I was already running to Lula, blinded by black wings. Not a single claw struck me as birds wheeled away, clearing a path.
I caught only glimpses of Lula through the flash of black feathers, like a movie skipping frames.
She was still on her feet and limped forward toward the shrieking mob of birds that covered the vampire.
She held a blade in her fist and inhuman hatred in her eyes.
“Lu!” I yelled, but my voice couldn’t pierce the fury of the crows.
I was almost there, almost close enough to help her.
But Lu didn’t stop. She swung her blade in a tight arc, her whole body rocking with the effort. The blade sliced a path exactly where the vampire’s neck should be.
The birds burst away from Dominick, painfully silent now, just the whispered brush of feathers stroking the air.
They rose upward, a spiral, a black tornado of clever gold eyes and hushed wings funneling out through the broken ceiling, casting into the night as if they had been nothing but smoke. Nothing but dream.
Dominick screamed, a feral beast of a sound, and lurched, arms outstretched.
Lula was too close. Too damn close. He grabbed her by the neck, sharp nails digging in.
She shouted and struggled backward.
Then the vampire’s head rocked sideways and fell off.
Lula shoved at his body with her good hand, and he slumped to the floor.
I crossed the final distance to her, just as she turned toward me.
Her expression was fierce, then worried as she took me in, then relief washed over her.
“Brogan,” she breathed.
I wrapped my arms around her, and she leaned into me, taking all the weight off her left foot, nearly collapsing.
“Love, love,” I babbled, fear and adrenalin making my thoughts too fast and my movements too slow.
“I’m okay, I’m okay,” she chanted against my shoulder. “We have to go, we have to go. His blood.”
She withdrew a small vial from her pocket. She pushed away from my hold and tried to bend to get some of the vampire’s thick blood into the vial but gasped in pain.
“Here, here now.” I took the vial from her and knelt by the body.

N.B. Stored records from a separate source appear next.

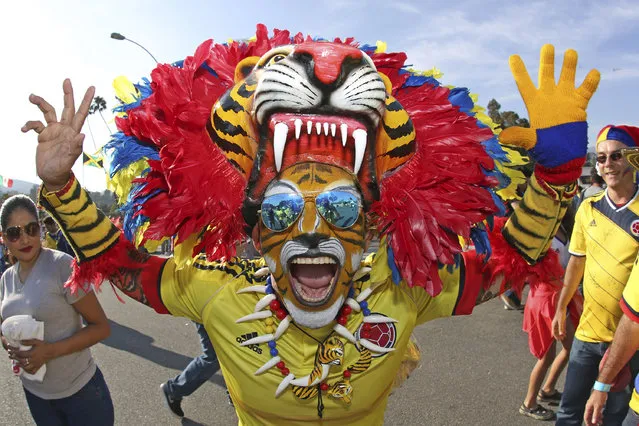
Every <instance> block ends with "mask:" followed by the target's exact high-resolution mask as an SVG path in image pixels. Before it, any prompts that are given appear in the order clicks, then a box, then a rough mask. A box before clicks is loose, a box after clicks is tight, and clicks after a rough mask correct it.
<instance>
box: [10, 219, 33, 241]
mask: <svg viewBox="0 0 639 426" xmlns="http://www.w3.org/2000/svg"><path fill="white" fill-rule="evenodd" d="M23 230H24V233H25V234H27V235H28V236H30V237H35V236H36V235H40V224H39V223H38V222H31V223H27V224H26V225H25V226H10V227H8V228H7V230H6V231H5V232H4V236H5V238H6V239H7V240H9V242H12V243H15V242H16V241H18V240H19V239H20V236H21V235H22V231H23Z"/></svg>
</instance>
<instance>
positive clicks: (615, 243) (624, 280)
mask: <svg viewBox="0 0 639 426" xmlns="http://www.w3.org/2000/svg"><path fill="white" fill-rule="evenodd" d="M638 143H639V129H638V128H636V127H631V126H606V127H604V128H603V129H602V130H601V132H600V133H599V135H598V137H597V148H596V149H597V163H598V167H599V170H600V171H601V174H602V176H603V178H604V180H605V181H606V184H607V188H606V191H604V192H603V193H601V194H599V195H595V196H593V197H590V198H587V199H585V200H584V201H583V202H582V204H581V205H580V206H579V210H578V211H577V215H576V218H575V227H574V230H573V234H572V238H571V240H570V248H569V251H570V253H571V255H572V256H571V258H570V261H569V263H568V267H567V269H566V277H565V280H564V288H563V289H562V292H561V295H560V298H559V304H558V309H557V313H556V315H555V319H554V321H553V324H554V326H555V332H556V333H555V334H556V337H559V338H563V330H565V328H564V327H565V319H566V306H567V304H568V301H569V300H570V299H571V298H572V296H573V294H574V293H575V291H576V290H577V286H578V285H579V282H580V281H581V279H582V278H583V289H584V310H583V314H582V315H581V318H580V321H579V326H578V328H577V330H576V332H575V340H574V343H573V347H572V350H571V354H570V361H569V364H568V370H567V373H566V384H565V387H564V389H565V390H564V394H563V395H562V399H561V404H560V408H559V412H558V413H557V424H558V425H573V424H574V425H577V424H581V421H582V419H583V416H584V407H585V404H586V400H587V399H588V396H589V395H590V389H591V388H592V387H593V385H595V389H597V386H599V385H598V384H596V382H595V379H596V378H597V372H598V367H599V362H600V361H601V359H602V357H603V355H604V353H605V352H606V349H607V348H608V346H609V345H610V343H611V342H612V341H613V336H614V334H615V330H616V329H617V324H618V323H619V320H620V319H621V316H622V311H621V308H620V307H619V300H620V299H621V295H622V292H623V291H624V287H625V286H626V282H627V281H628V277H629V276H630V271H631V269H632V264H633V262H634V260H635V258H636V256H637V251H638V249H639V200H638V199H637V186H636V184H635V182H634V174H635V173H634V169H633V168H632V167H631V166H630V164H628V162H627V161H626V160H625V159H624V158H623V156H622V155H621V150H622V149H624V148H628V147H636V146H637V144H638ZM597 383H598V382H597ZM628 400H629V395H628V394H627V392H624V391H620V392H613V393H612V394H611V395H610V397H609V398H608V402H607V406H606V412H605V421H606V422H610V424H619V423H621V421H622V420H623V418H624V417H625V414H626V410H627V405H628Z"/></svg>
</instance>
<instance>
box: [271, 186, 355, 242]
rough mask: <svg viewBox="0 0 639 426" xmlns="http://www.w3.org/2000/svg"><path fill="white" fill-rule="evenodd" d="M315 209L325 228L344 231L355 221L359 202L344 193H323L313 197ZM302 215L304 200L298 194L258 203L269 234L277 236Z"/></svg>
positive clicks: (331, 192) (274, 198)
mask: <svg viewBox="0 0 639 426" xmlns="http://www.w3.org/2000/svg"><path fill="white" fill-rule="evenodd" d="M315 207H316V209H317V211H318V212H319V214H320V215H322V217H323V218H324V220H326V221H327V222H328V223H329V224H331V225H333V226H335V227H337V228H341V229H345V228H350V227H351V226H353V224H355V222H356V221H357V218H358V217H359V211H360V209H361V202H360V200H359V198H358V197H357V196H356V195H355V194H352V193H350V192H346V191H325V192H322V193H321V194H319V195H318V196H317V197H315ZM302 211H304V198H303V197H302V196H301V195H298V194H275V195H271V196H268V197H266V198H265V199H264V201H262V210H261V212H260V214H261V217H262V222H263V223H264V225H265V226H266V227H267V228H268V229H270V230H271V231H275V232H280V231H284V230H285V229H287V228H288V227H289V226H291V225H292V224H293V223H295V221H297V219H298V218H299V217H300V215H301V214H302Z"/></svg>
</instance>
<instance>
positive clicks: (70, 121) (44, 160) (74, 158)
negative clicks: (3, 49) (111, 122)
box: [22, 79, 95, 191]
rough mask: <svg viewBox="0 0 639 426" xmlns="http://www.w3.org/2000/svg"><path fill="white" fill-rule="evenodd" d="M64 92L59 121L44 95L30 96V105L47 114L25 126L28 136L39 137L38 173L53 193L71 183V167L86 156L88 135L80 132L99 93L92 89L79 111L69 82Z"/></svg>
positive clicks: (89, 91) (68, 79)
mask: <svg viewBox="0 0 639 426" xmlns="http://www.w3.org/2000/svg"><path fill="white" fill-rule="evenodd" d="M62 89H63V91H64V109H63V110H62V115H61V117H60V121H58V118H57V115H56V112H55V108H53V106H51V104H49V103H48V102H47V101H45V100H44V99H42V98H41V97H40V96H36V95H31V96H29V102H31V103H32V104H34V105H36V106H37V107H38V108H39V109H40V111H42V113H43V114H44V121H45V122H46V125H45V124H43V123H42V121H39V120H34V121H27V123H26V124H25V125H24V126H22V131H23V132H24V133H26V132H28V131H30V130H33V131H35V132H36V133H37V134H38V147H37V149H36V171H37V173H38V176H40V179H42V182H43V183H44V186H45V187H46V189H47V190H49V191H56V190H58V189H60V188H62V187H63V186H64V185H65V184H66V183H67V182H68V180H69V177H70V173H71V167H73V164H74V163H75V161H76V160H77V159H78V157H79V156H80V155H81V154H82V142H83V141H84V135H83V134H82V133H80V131H81V130H82V126H83V125H84V120H86V118H87V115H88V114H89V106H90V105H91V100H92V99H93V95H94V94H95V88H94V87H93V86H91V87H89V88H88V89H87V91H86V93H85V94H84V98H83V99H82V103H81V104H80V108H78V110H77V111H76V109H75V103H74V100H73V87H72V86H71V81H70V80H69V79H66V80H64V83H63V84H62Z"/></svg>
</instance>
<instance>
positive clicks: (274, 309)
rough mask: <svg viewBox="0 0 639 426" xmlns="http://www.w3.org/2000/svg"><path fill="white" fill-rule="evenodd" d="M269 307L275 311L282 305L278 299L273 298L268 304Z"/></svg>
mask: <svg viewBox="0 0 639 426" xmlns="http://www.w3.org/2000/svg"><path fill="white" fill-rule="evenodd" d="M269 307H270V308H271V311H277V310H278V309H279V308H281V307H282V305H281V304H280V301H279V300H273V301H272V302H271V303H270V304H269Z"/></svg>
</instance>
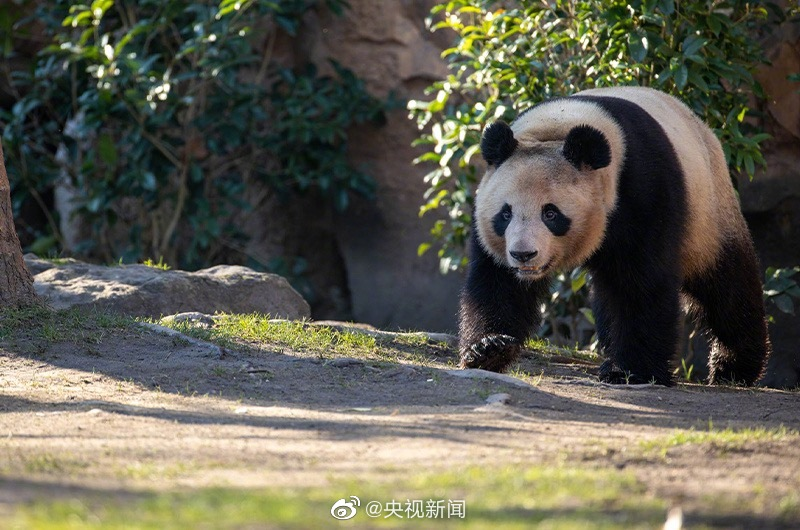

It was more difficult than I expected to get the blood off the floor, to get it into the glass tube. It was thick and slippery and shifted away from the edge of the glass.
So, I changed tactics and shoved the tube into the mess of vampire flesh. I moved the vial around until the viscous fluid filled the tube, then pulled it out and stuck the stopper in it.
“Are there more vamps?” I asked. The knife I’d thrown was still sticking out of his ruined chest. I retrieved it and sheathed it at my side.
“I don’t know.” She swayed slightly. From the dilation of her pupils, I suspected she had a concussion. “I can’t hear them.”
“Can you walk?”
She nodded, took a step, hissed.
I caught her up, one arm under her legs, the other across her back. “This will be faster.”
She went stiff, resisting, then used her right hand to pull her left arm up into her lap. She rested her head against my shoulder.